Consider Merge-sort algorithm that we modify as follow:
Suppose we extend it to divide the input array into $m$ not necessary equal and after sorting each of them, merge them. Now can we conclude that the running time will be $O(n\log n)$?
I think the running time should be $O(n^2)$ as follow:
If the algorithm divide to three sections such that two first sections contains some constant number of elements and third sections contains all most elements then the running time will be $O(n^2)$ if the algorithm continue dividing as mentioned scenario.
-
$\begingroup$ You are giving no justification for the $O(n^2)$ behavior, except "I think". $\endgroup$user16034– user160342023年03月13日 08:12:29 +00:00Commented Mar 13, 2023 at 8:12
-
$\begingroup$ There seems to be at least one word missing from the supposition. $\endgroup$greybeard– greybeard2023年03月13日 08:49:02 +00:00Commented Mar 13, 2023 at 8:49
-
$\begingroup$ Yes, if I split n numbers into 1 / 1 / n-2 numbers then the runtime will be Theta(n^2).

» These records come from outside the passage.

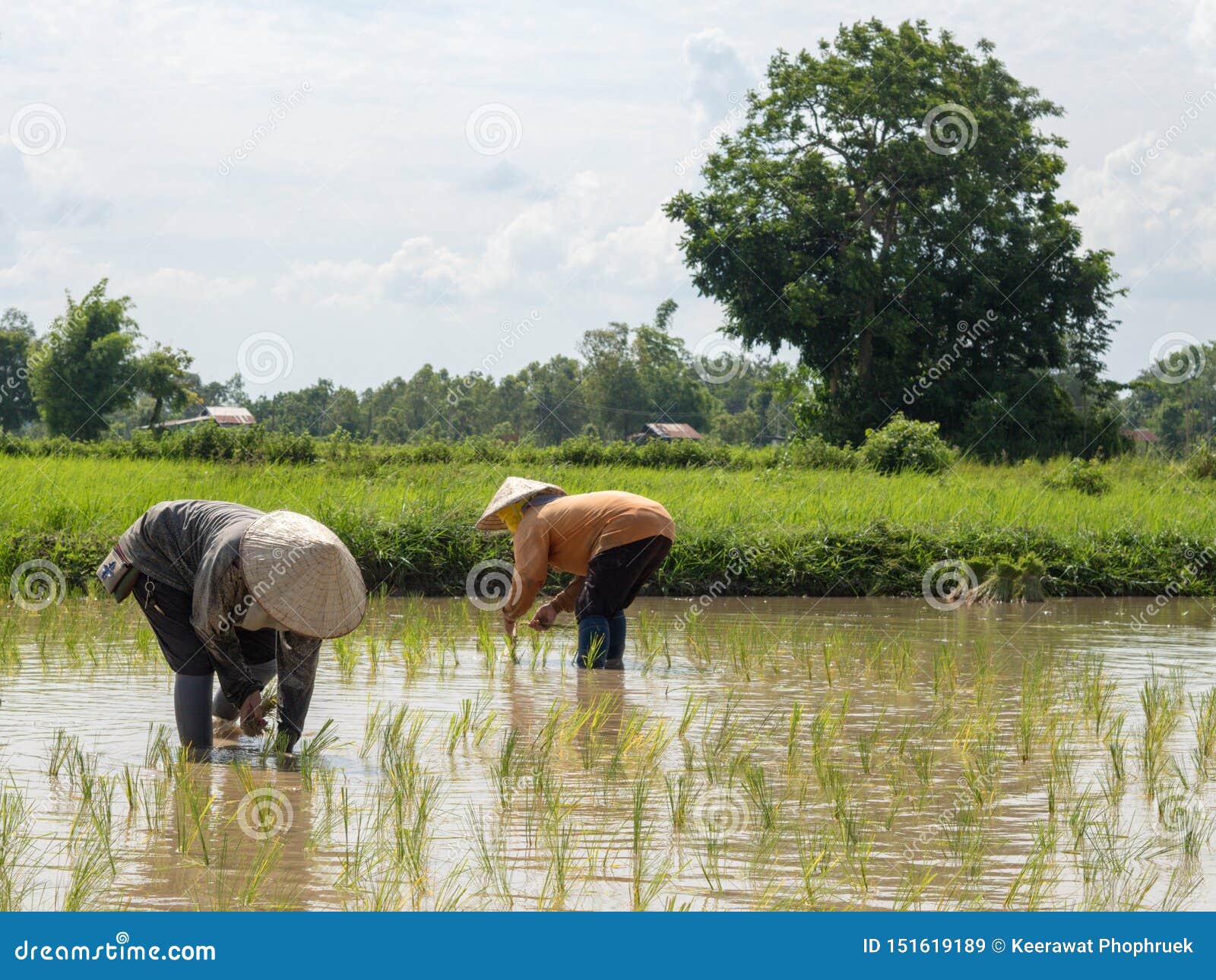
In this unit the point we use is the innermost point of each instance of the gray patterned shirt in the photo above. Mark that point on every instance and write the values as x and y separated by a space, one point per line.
195 546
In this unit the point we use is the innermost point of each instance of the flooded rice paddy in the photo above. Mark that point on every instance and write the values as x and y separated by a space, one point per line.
782 754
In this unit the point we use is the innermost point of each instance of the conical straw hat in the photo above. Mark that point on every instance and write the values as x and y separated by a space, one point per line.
514 489
302 574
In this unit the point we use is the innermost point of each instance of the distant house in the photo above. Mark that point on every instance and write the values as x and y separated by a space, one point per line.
1141 439
667 432
228 416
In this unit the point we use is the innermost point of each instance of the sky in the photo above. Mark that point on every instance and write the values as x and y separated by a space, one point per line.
293 191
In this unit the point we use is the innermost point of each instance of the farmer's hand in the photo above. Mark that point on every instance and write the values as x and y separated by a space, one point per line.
253 721
544 618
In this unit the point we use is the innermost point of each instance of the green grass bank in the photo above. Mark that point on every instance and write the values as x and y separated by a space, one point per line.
774 530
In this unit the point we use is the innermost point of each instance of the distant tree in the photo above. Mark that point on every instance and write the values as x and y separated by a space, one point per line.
163 376
85 366
16 338
316 410
638 375
1176 398
885 191
546 400
230 392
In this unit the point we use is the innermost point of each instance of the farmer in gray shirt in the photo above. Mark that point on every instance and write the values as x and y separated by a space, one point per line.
243 595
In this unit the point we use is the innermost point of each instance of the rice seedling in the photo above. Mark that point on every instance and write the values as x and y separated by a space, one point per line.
1161 704
678 800
346 656
1001 584
945 669
1205 730
16 842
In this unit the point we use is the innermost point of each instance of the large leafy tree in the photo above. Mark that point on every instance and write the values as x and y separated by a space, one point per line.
85 368
885 190
163 375
16 340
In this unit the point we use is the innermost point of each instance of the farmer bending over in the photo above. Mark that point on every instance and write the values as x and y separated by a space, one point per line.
611 542
242 593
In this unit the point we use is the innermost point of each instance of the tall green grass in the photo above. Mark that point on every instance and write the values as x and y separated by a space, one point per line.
771 532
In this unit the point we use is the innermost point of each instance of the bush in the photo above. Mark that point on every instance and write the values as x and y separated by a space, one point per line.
1085 477
905 444
815 453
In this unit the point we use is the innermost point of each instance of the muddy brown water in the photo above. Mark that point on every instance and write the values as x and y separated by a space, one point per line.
575 846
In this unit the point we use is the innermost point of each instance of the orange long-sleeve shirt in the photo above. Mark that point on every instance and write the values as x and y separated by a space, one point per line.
569 532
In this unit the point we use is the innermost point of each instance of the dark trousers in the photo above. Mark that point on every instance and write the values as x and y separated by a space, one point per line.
613 580
168 612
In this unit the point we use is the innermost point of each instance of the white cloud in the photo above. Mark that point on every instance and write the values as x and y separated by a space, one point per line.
717 78
1202 32
188 287
543 247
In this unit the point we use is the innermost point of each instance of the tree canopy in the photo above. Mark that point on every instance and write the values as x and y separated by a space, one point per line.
885 194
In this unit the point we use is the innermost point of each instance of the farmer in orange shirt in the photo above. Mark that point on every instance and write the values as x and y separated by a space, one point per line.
611 542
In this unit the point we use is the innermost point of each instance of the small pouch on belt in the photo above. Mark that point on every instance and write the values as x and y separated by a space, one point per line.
117 574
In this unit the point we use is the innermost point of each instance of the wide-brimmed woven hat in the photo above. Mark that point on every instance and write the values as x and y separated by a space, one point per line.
302 574
514 490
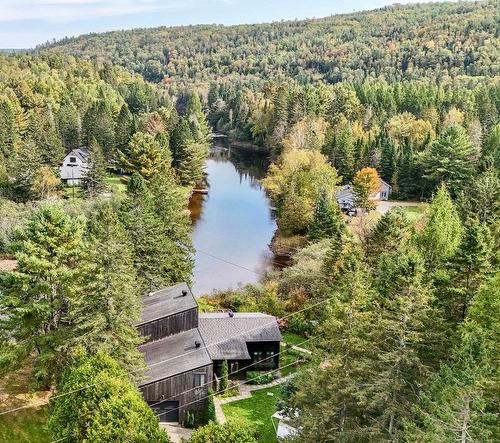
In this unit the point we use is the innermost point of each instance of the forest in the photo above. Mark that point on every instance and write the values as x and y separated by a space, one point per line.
401 310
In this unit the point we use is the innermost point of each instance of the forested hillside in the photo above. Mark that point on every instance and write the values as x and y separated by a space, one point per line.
436 41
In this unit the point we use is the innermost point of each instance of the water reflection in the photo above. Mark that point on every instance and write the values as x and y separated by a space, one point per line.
233 222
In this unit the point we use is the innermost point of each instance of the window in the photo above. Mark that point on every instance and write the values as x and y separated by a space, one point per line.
199 379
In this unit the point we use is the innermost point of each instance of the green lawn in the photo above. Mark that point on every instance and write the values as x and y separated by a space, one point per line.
25 426
258 411
117 183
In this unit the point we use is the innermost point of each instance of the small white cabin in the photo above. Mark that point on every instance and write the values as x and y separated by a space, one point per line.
73 169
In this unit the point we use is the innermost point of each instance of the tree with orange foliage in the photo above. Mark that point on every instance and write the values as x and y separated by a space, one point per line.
366 182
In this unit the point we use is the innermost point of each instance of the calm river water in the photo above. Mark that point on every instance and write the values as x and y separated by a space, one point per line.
233 222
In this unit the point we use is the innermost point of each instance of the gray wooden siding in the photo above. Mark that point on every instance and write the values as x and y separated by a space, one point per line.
173 324
180 388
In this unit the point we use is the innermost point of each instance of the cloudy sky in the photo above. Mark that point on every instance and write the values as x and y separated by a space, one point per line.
26 23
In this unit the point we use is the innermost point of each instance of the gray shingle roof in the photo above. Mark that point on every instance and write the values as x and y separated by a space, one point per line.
226 337
173 355
165 302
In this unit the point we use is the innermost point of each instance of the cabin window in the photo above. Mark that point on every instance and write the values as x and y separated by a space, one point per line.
199 380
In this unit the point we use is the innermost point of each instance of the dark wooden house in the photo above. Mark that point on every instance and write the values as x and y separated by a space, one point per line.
183 347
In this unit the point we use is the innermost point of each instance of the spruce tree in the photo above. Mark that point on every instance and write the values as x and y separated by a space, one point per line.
450 160
151 248
327 219
38 295
43 131
103 317
95 180
102 405
146 156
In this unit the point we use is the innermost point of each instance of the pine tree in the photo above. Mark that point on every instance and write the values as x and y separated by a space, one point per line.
332 400
392 231
461 402
103 318
107 407
69 124
123 129
170 201
405 342
146 156
443 231
450 160
95 180
151 248
38 295
224 376
327 220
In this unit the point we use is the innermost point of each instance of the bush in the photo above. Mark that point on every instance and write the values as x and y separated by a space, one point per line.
259 378
224 381
230 432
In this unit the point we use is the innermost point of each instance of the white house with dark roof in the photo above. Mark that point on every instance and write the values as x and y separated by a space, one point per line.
73 169
184 349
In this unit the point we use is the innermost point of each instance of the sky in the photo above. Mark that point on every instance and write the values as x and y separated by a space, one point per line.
26 23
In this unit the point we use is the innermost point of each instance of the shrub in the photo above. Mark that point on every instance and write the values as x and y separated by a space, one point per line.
230 432
259 378
209 411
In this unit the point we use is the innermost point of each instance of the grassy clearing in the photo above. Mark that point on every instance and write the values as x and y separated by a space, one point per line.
258 411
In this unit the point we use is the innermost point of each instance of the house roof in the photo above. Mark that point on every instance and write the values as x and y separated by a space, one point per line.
174 355
166 302
226 337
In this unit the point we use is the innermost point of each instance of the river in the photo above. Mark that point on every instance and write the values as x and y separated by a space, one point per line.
233 224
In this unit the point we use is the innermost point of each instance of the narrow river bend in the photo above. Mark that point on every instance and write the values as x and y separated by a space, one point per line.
233 222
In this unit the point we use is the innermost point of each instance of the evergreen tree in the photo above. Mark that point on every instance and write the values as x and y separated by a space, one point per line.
443 231
146 156
103 319
151 248
224 377
170 201
331 400
124 129
406 340
327 219
392 231
95 180
98 123
450 160
37 296
69 125
106 408
470 266
43 131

But that would be utterly stupid. $\endgroup$gnasher729– gnasher7292023年03月13日 09:08:34 +00:00Commented Mar 13, 2023 at 9:08
2 Answers 2
The linlogarithmic behavior of MergeSort is due to the fact that the size of the subsets decreases geometrically rather than arithmetically, so that the number of passes over the whole data is logarithmic.
You might very well roll a modified MergeSort that subdivides in fractions $\frac12,\frac13,\frac16$ and keep the same complexity.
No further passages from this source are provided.